The claim in the title seems very plausible since the characteristic function "characterizes" or determines the distribution of $X$, but I don't know how to derive it. There is a similar result for the characteristic functions of two Random variables, eg here, but I'm not sure if it could be deduced from that.
Any help would be appreciated!
On
Reading my own post one year later I would supply the following answer.

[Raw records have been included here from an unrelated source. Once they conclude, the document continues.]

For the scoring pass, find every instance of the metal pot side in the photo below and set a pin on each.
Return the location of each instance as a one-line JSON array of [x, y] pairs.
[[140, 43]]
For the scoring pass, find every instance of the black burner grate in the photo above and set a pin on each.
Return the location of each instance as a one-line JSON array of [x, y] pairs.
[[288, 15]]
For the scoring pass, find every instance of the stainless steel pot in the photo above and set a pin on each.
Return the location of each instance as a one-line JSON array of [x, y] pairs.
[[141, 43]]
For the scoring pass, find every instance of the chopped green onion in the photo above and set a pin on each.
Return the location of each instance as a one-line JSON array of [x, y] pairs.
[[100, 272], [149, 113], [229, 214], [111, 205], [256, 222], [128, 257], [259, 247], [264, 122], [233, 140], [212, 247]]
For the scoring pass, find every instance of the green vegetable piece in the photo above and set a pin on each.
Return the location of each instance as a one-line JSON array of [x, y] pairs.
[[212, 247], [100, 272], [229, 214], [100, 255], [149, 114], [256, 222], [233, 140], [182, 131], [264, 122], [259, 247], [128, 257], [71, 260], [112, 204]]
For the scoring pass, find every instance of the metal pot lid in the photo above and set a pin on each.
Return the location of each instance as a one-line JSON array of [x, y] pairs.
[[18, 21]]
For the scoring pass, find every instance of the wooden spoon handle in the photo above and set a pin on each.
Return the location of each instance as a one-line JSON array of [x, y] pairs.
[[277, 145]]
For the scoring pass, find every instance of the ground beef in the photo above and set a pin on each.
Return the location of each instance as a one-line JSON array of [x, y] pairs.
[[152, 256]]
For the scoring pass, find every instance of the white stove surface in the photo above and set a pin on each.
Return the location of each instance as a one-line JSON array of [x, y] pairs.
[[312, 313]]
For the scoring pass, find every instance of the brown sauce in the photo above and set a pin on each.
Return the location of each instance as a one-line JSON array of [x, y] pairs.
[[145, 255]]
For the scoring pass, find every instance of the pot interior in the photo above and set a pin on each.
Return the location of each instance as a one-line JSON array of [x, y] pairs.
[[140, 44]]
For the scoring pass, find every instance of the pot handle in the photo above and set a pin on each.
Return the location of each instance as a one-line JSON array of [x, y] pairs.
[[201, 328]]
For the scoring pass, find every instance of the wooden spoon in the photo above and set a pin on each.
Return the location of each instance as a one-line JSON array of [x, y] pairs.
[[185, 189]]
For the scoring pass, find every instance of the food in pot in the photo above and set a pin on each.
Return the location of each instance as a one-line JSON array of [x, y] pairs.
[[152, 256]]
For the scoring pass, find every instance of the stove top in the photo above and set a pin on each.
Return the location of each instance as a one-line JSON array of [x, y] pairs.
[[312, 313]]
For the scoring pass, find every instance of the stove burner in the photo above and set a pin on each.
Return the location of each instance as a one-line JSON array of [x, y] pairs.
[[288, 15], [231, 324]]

From Kac's theorem, to prove independence of $X $ and $1_F $ it would be sufficient to prove that for any $s,t \in \mathbb R^d $ we have that
$$E[e^{i \langle (X, 1_F), (s,t) \rangle}]= E[e^{i \langle X , s \rangle } ]E[e^{i \langle 1_F , t \rangle } ] $$
But since $e^{i \langle 1_F , t \rangle } = 1_{F^C } + 1_F e^{i\sum_{i=1} ^d t_i} $ and $e^{i \langle (X, 1_F), (s,t) \rangle}= 1_{F^C } e^{i \langle X, s \rangle} + 1_F e^{i \langle X, s \rangle}e^{i\sum_{i=1} ^d t_i} $ - from the fact that expectation is additive and we may "move out" constants proving the condition in the title of the question would be sufficient.
If $Z$ is any bounded function measurable with respect to $\mathcal F$ then $Z$ is a uniform limit of simple functions measurable with respect to $\mathcal F$. From this it follows that $Ee^{i\langle x, X \rangle } e^{i\langle y, Y \rangle } =Ee^{i\langle x, X \rangle } Ee^{i\langle y, Y \rangle}$ for all $x,y$ and for all $\mathcal F$ measurable random variable $Y$. It follows that $X$ is independent of $Y$ for all $\mathcal F$ measurable random variable $Y$.